As JPMorgan calculated when looking at the equity positioning of the main types of investors, “allocations are near historical highs, not leaving much room for further increases.” How historic?

Starting with retail investors one can notice that margin debt (measured as percentage of market capitalization) is at its highest point ever, which includes the 2000 tech bubble episode. The percentage of US household wealth in equities is in its 94th percentile and above its 2007 peak, but slightly below 2000 levels. Sovereign wealth funds and US mutual funds are also near record levels. Pension Fund allocations appear to be in the 88% percentile, although there is some uncertainty around this number in adjusting for private asset and HF holdings. Global Hedge Funds’ allocation (as measured by equity beta) are also near record highs, and Equity Hedge funds’ allocation in their 93rd percentile (since 2005).

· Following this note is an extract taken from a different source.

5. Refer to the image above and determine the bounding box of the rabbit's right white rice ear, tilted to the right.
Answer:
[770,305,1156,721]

Why does this matte? Because with everyone already long stocks, there is no marginal buyer left, or as JPM puts it, “there is only so much the market can rally if equity investors are already near maximal allocations.”

And with increasingly more traders and momentum-chasers shifting away from the manipulated arena of stock trading, and on to cryptocurrencies, one can understand why both commercial and central banks – in addition to Jamie Dimon of course, who is “richer than you äre” only as long as you trade those instruments in which he makes markets – hate the best performing asset class of 2017.